Beanstalk Farms, a credit-focused stablecoin protocol, suffered a massive security breach as a total of $182 million in collateral was moved by the attackers.
Two sinister governance proposals and a flash loan are the triggers for the latest security breach on the Beanstalk Farms. The two governance proposals, BIP-18 and BIP-19, were both issued by the suspected attacker on April 16, who requested the protocol to donate funds to Ukraine.
Unknown to the protocol team, the proposals come with a malicious rider designed to cause some defect and ultimately create the medium for the sinkhole of funds, as explained by a competent contract auditor, BlockSec.
Exploiter Withdraw Billions in Flash Loans
In the latest security breach, the exploiter withdrew $1 billion in flash loans from the AAVE platform, dominated by different stablecoins like DAI, USDC, and USDT. The funds are then utilized to accumulate more assets to control over 70% of the proposal governance to veto their proposals.
On the other hand, a flash loan needs to be executed and repaid using a single block and involves several smart contracts at the same time before it can be completed. Additionally, flash loans have been utilized to carry out hacks on other protocols.
For emphasis, Beanstalk Farms is a decentralized stablecoin issuing protocol hosted on the Ethereum network.
From the technical point of view, the latest incident is not considered a hack because the smart contracts and other governance procedures were functioning as expected. However, the flaws in their design were exploited to carry out the heist.

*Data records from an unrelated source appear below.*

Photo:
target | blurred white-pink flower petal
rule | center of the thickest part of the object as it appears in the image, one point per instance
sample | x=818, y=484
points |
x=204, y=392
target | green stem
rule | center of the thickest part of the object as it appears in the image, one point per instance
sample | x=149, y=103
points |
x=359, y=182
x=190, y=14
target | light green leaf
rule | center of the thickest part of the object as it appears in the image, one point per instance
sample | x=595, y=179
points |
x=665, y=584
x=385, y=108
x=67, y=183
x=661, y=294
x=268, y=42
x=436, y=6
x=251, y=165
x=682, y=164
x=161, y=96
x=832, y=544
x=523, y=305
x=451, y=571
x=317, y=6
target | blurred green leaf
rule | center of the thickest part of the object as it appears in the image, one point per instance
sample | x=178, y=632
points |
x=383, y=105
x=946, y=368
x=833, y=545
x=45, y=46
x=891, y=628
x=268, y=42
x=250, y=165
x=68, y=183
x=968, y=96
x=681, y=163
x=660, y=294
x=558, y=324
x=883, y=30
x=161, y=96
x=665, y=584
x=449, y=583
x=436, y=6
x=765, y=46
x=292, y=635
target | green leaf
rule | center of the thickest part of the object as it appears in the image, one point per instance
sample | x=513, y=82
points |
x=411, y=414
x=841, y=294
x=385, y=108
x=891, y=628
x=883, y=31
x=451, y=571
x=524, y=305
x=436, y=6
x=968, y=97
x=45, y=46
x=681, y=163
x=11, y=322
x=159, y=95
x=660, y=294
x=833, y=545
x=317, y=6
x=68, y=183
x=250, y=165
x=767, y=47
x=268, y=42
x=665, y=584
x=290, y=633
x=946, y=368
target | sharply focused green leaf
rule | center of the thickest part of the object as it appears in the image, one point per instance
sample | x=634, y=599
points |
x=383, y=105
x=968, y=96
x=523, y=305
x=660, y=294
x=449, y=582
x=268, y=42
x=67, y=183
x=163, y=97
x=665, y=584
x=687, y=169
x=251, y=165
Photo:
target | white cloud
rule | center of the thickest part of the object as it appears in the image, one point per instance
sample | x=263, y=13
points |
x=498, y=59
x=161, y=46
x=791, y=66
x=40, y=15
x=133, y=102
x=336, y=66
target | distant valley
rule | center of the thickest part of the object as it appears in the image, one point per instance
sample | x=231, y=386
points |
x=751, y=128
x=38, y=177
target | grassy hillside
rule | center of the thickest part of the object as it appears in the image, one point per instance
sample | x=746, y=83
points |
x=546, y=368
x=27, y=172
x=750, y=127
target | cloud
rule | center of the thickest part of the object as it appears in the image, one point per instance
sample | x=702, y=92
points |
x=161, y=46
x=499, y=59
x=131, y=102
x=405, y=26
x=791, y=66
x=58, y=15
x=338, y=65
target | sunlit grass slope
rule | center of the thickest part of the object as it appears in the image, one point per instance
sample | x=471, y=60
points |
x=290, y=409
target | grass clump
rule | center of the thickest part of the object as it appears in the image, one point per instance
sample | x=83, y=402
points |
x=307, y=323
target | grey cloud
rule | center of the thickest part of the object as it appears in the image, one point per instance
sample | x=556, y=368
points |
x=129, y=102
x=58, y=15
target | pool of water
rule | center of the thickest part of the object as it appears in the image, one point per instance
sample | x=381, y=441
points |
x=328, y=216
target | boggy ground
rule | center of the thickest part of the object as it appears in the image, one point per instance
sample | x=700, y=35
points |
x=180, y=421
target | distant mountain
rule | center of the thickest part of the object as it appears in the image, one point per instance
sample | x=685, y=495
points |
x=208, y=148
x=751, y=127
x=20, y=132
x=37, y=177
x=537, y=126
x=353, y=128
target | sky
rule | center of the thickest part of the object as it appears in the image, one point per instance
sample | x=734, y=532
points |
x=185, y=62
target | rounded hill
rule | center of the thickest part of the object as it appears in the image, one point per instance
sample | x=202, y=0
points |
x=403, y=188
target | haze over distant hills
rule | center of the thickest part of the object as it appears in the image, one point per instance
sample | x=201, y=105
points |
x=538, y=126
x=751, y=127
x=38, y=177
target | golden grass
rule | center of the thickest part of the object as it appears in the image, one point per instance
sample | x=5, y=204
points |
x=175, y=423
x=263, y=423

According to the Beanstalk Farms spokesperson, the same governance designed to make Beanstalk a top player turned out to be its undoing, as seen from the latest hacking.
The Exploit As it Happens
By the time the Beanstalk team was notified of the flaws by the blockchain analysis company, PeckShield, it was too late as the exploiter disappeared with $80 million worth of ETH and BEAN. The Beanstalk protocol lost all its $182 million in total landed value.
The exploiter proceeded to swap the BEAN token to ETH and cover its digital footprints by sending the funds to Tornado Cash. Meanwhile, 250,000 USDC has been donated to Ukraine through the Ukraine Crypto Donation Wallet.
The Beanstalk Farms team is not relenting in seeing that something is done to the exploiter as required by law. Hence, the Federal Bureau of Investigation (FBI) was notified of the incident. The FBI has acknowledged receipt of the complaint and has pledged to work together with the Beanstalk team to track down the offenders and recover the assets.
All smart contracts on the Beanstalk protocol have been paused pending when the issue will be addressed.
However, Cointelegraph has reached out to the team to get their view on the legality of the FBI helping them recover their losses, but the team believes that the incident is a theft that needs to be investigated.